Here we use xarray library to open each file. Then we access the variable we need via the square bracket operator, then copy the whole content into a new variable. This basically copy in memory the entire band in a single step, which is way more efficient than accessing the single pixels throught this API. Another advantage is the automatic reformatting performed by the netCDF driver from uint16 to float32, applying a scale factor and an offset.
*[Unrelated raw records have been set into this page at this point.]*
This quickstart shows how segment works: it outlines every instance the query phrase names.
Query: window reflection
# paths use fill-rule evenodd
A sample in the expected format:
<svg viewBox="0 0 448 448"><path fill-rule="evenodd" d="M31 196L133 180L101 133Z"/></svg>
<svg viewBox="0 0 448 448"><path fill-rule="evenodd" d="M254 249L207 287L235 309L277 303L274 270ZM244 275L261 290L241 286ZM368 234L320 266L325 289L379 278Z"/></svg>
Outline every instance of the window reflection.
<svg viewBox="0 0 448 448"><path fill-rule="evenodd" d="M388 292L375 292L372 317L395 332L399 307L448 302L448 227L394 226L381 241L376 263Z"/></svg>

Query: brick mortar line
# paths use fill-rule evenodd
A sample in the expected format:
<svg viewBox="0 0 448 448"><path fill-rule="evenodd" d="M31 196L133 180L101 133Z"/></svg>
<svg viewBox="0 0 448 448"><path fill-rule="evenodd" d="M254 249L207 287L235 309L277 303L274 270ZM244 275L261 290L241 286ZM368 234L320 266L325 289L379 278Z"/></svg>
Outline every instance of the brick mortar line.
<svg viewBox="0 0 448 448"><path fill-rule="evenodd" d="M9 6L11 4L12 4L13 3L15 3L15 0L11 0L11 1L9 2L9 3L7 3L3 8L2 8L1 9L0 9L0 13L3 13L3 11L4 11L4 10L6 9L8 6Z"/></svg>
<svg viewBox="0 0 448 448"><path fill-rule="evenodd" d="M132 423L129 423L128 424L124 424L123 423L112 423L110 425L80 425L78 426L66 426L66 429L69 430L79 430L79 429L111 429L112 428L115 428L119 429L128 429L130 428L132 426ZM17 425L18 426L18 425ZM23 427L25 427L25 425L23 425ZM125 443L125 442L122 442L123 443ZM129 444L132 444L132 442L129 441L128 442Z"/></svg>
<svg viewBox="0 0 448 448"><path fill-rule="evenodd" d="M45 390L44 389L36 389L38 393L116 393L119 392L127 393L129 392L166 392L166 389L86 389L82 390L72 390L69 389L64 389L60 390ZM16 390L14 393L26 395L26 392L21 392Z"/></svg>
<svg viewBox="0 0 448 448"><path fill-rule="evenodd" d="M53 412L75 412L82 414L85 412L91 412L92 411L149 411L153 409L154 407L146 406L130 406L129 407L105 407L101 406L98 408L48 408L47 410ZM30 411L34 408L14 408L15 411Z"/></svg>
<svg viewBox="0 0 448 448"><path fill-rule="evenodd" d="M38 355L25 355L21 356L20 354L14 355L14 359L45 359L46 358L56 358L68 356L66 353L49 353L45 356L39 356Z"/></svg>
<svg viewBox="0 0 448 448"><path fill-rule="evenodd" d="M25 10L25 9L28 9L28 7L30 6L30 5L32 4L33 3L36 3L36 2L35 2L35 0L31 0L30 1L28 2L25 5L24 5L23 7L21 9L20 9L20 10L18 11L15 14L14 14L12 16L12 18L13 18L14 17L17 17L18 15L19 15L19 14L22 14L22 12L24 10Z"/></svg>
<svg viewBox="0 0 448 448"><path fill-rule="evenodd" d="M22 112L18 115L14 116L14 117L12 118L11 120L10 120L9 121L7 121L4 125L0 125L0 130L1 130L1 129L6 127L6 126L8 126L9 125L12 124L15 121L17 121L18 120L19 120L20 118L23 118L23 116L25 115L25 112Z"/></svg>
We do the same to ancillary data we need to apply the formula above:

```
instrument_data = open_dataset(product + "/instrument_data.nc")
tie_geometries = open_dataset(product + "/tie_geometries.nc")
detector_index = instrument_data["detector_index"].values[:]
sza = tie_geometries["SZA"].values[:]
solar_flux = instrument_data["solar_flux"].values[:]
```

We are extracting also a variable named detector_index. This is a 2D array that for each pixel gives us the detector number that was used for that pixel. We need this information to extract the solar flux at each detector.

Finally, we process each pixel applying the formula above. We skip invalid pixels doing a check on the detector_index variable, but a similar check could have been done on measurement data.

```
detector = int(detector_index[y][x])
angle = sza[y][int(x / 64)]
sol_flux_red = solar_flux[9][detector] # band 10 for red, has index 9
sol_flux_green = solar_flux[4][detector] # band 5 for green, has index 4
sol_flux_blue = solar_flux[2][detector] # band 3 for blue, has index 2
img[y][x][0] = max(0, min(1., math.pi * (red[y][x] / sol_flux_red) / math.cos(math.radians(angle))))*2 -1
img[y][x][1] = max(0, min(1., math.pi * (green[y][x] / sol_flux_green) / math.cos(math.radians(angle))))*2 -1
img[y][x][2] = max(0, min(1., math.pi * (blue[y][x] / sol_flux_blue) / math.cos(math.radians(angle))))*2 -1
```

The solar zenith angle variable does not fully cover the entire product, it has the same number of rows but a subsampled number of columns (1 out of 64). The reflectance is expected to go from zero to one, anyway this is not always true, especially over clouds. Anyway we do not care about clouds so we saturate anything above 1. We also rescale the value from the range [0, 1] to [-1,1] as scipy expect this range in float images.

Done? Almost. You can already see the results of this processing, anyway you may notice that for a better results it is necessary to apply some filter to make it looks nicer. The easier way is to apply a histogram equalization filter:

`img_equalized = exposure.equalize_hist(img, nbins=512)`

This filter will adjust the contrast of the image to make it looks nicer. The nbins parameter is the number of bins of the histogram the algorithm will build. Increasing this number will give you more color precision, but it will also make it slower and more memory time consuming during computation.

The results clearly show the correction applied by the sun angle, which make brighter the top right, and darker the bottom left. The differences also show that reflectance conversion has a limited effect on clouds which are usually almost saturated in the visible channels.

### SLSTR

Also for SLSTR we have separate files for each band, here anyway we have also different views to pick the data from. The algorithm is almost the same as OLCI with few differences mostly because of the different data structure. The only remark is the Sun Zenith angle variable structure: it is a single 2D array which have the nadir view and the oblique view placed next to each other, so you need to do some math to place each SZA on the radiance grid. In this composition we decided to combine multiple bands to obtain more natural colors:

- Red: (S3 + S5) / 2
- Green: S3
- Blue: (S1 + S5) /2

In this RGB composition we see that the reflectance conversion corrects the excessive blue intensity on the radiance, due to the solar irradiance division.

Very interesting and complete “tutorial” . Looking at the SKIMAGE module of scipy you could also apply the rescale_intensity function that sets the contrast stretching depending on low and high saturation levels. It needs some more lines of code but the user can modulate the contrast with that.